Polling published in August 2020 by Morning Consult and the Trevor Project found that LGBTQ+ youth "are significantly more likely than straight/cis youth to exhibit symptoms of depression, anxiety, and/or both."
Of the 600 LGBTQ+ people ages 13-24 who were surveyed, 55% reported symptoms of anxiety, 53% reported symptoms of depression, and 43% reported symptoms of both in the two weeks preceding the survey. Mental health challenges are even more common among trans and nonbinary youth, with 69%, 66%, and 61% of respondents reporting symptoms of anxiety, depression, or both, respectively.
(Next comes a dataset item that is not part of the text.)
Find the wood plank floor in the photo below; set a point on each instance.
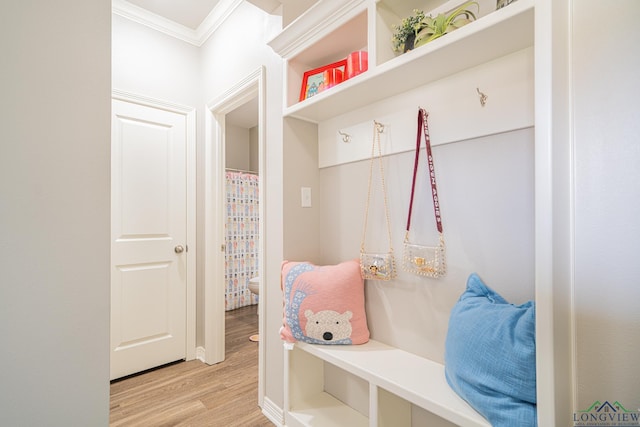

South Dakota Gov. Kristi Noem was recently denounced for her apparent ignorance of the harmful effects of anti-trans sentiment, which she has codified into law, as many Republican officials have done despite the fact that voters overwhelmingly oppose the GOP's assault on the rights of transgender individuals and their loved ones.
James Zoe, father of 13-year-old Zachary of Birmingham, said that "our family is challenging this cruel law because it infringes on our ability as parents to ensure our child receives appropriate medical care, and targets transgender youth simply for being transgender."
"We have the choice to leave our home state of Alabama, or stay and fight," said Zoe. "We have chosen to fight for our child and for all transgender children in Alabama. In the end, we believe this unfair law will be overturned and we will be able to continue providing our child with the medical care he needs."
Last month, a district judge in Travis County, Texas halted far-right Gov. Greg Abbott's attempt to investigate families who obtain gender-affirming healthcare for their children--a move that LGBTQ+ rights advocates welcomed as they vowed to continue fighting against the GOP's attack on transgender people.
The families are joined by a private practice pediatrician in rural Southeast Alabama and a clinical psychologist with the University of Alabama at Birmingham medical system--both of whom are also proceeding pseudonymously due to the risk of criminal prosecution--along with Rev. Paul Eknes-Tucker, senior pastor at Pilgrim United Church of Christ in Birmingham.
"S.B. 184 criminalizes effective, established medical treatment that is recognized as the standard of care in the medical field."
"As a minister, I counsel parents with transgender children about how best to love and support their children. Under S.B. 184, those conversations now come with a risk of criminal prosecution," Eknes-Tucker said. "This dangerous law is an unthinkable infringement on parental rights and the freedom of pastors and other faith leaders to counsel their own parishioners."
Dr. Rachel Koe, the doctor in rural Southeast Alabama, pointed out that "parents come to me seeking trusted medical advice but under S.B. 184 both I and the parents consulting me are subject to a prison sentence for even discussing the best recommendations for supporting their children's health."
"S.B. 184 criminalizes effective, established medical treatment that is recognized as the standard of care in the medical field, including by the American Academy of Pediatrics and the American Medical Association," she added.
The plaintiffs are represented by Lightfoot, Franklin & White LLC, King & Spalding LLP, GLBTQ Legal Advocates & Defenders (GLAD), the National Center for Lesbian Rights (NCLR), the Southern Poverty Law Center (SPLC), and the Human Rights Campaign (HRC).
"Allowing S.B. 184 to go into effect will cause enormous stress and harm to families across Alabama," said Asaf Orr, senior staff attorney at NCLR and director of its Transgender Youth Project. "A state should not criminalize parents and doctors for following medical guidelines and providing needed medical treatments."